11th hour change. Looks like the old regime is trying to stick it to the new one. At least it works out to our advantage.

http://www.washingtonpost.com/wp-dyn/content/article/2008/12/05/AR2008120501991.html


----------



## DJ Niner (Oct 3, 2006)

Although that's the way the article seems to be spinning it, I don't necessarily agree. In the last 25 years, many states have legalized shall-issue concealed weapon permits; it's up around 40 states now, I think. We've seen an assault weapon/hi-cap magazine ban come and go, with no affect on crime rates. Even most Democrats stay away from the issue of Gun Control in public (or political campaigns), unless they live in or serve a highly anti-gun district or part of the country.

I think many people are finally reaching the conclusion (long overdue) that guns in the hands of honest citizens are really no threat, and to restrict the rights of all citizens based on the actions of a few criminals or mentally ill individuals simply is not reasonable.

As far as the "11th hour" reference, this rule change has been in the works for many months, if not years; it just happened to finalize recently. I sent in a comment on this proposed rule change during the public comment period about three months ago, and that period comes near the end (not the beginning) of the rule-change process. More BS from the press, if you ask me...


----------



## mikej997 (Jan 26, 2008)

DJ Niner said:


> Although that's the way the article seems to be spinning it, I don't necessarily agree. In the last 25 years, many states have legalized shall-issue concealed weapon permits; it's up around 40 states now, I think. We've seen an assault weapon/hi-cap magazine ban come and go, with no affect on crime rates.
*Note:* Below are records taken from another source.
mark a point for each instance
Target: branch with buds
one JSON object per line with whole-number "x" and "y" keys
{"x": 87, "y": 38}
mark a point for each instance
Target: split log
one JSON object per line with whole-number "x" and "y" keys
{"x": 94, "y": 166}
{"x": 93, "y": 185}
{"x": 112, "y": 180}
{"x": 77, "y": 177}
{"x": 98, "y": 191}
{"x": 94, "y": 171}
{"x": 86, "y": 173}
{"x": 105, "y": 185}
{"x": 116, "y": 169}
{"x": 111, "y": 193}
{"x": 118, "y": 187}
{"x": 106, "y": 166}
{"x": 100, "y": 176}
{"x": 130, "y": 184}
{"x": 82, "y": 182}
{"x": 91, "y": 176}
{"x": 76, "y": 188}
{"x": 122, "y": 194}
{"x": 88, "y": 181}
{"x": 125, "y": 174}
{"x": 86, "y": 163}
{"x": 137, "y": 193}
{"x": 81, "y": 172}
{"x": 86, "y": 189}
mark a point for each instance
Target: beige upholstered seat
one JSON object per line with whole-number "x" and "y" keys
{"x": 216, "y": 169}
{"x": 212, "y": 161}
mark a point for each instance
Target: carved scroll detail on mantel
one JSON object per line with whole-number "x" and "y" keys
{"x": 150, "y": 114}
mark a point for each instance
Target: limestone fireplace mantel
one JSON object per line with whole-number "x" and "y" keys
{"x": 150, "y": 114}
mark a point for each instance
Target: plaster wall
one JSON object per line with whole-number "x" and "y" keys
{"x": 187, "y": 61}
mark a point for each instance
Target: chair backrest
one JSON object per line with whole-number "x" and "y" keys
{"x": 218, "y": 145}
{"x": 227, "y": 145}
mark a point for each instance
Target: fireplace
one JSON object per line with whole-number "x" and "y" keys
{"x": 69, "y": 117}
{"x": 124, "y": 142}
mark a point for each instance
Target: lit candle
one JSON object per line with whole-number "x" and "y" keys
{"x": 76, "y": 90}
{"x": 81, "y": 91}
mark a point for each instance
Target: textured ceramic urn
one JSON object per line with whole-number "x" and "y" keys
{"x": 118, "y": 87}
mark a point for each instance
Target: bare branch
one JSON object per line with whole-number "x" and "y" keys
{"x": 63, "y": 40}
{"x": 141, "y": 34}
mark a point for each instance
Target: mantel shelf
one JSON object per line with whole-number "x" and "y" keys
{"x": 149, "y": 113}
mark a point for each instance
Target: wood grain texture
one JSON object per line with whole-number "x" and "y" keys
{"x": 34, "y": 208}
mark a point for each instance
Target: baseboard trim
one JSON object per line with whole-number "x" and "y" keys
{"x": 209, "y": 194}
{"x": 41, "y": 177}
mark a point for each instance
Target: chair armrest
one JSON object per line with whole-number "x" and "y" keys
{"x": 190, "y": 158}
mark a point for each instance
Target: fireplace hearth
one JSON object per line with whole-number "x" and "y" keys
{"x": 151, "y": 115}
Even most Democrats stay away from the issue of Gun Control in public (or political campaigns), unless they live in or serve a highly anti-gun district or part of the country.
> 
> I think many people are finally reaching the conclusion (long overdue) that guns in the hands of honest citizens are really no threat, and to restrict the rights of all citizens based on the actions of a few criminals or mentally ill individuals simply is not reasonable.
> 
> As far as the "11th hour" reference, this rule change has been in the works for many months, if not years; it just happened to finalize recently. I sent in a comment on this proposed rule change during the public comment period about three months ago, and that period comes near the end (not the beginning) of the rule-change process. More BS from the press, if you ask me...


+1 - I agree completely :smt023

I'm glad they got it worked out during the current administration though. It probably would have hit a brick wall with the Obama administration. I commented also during the public comment period and I am happy that they passed this.


----------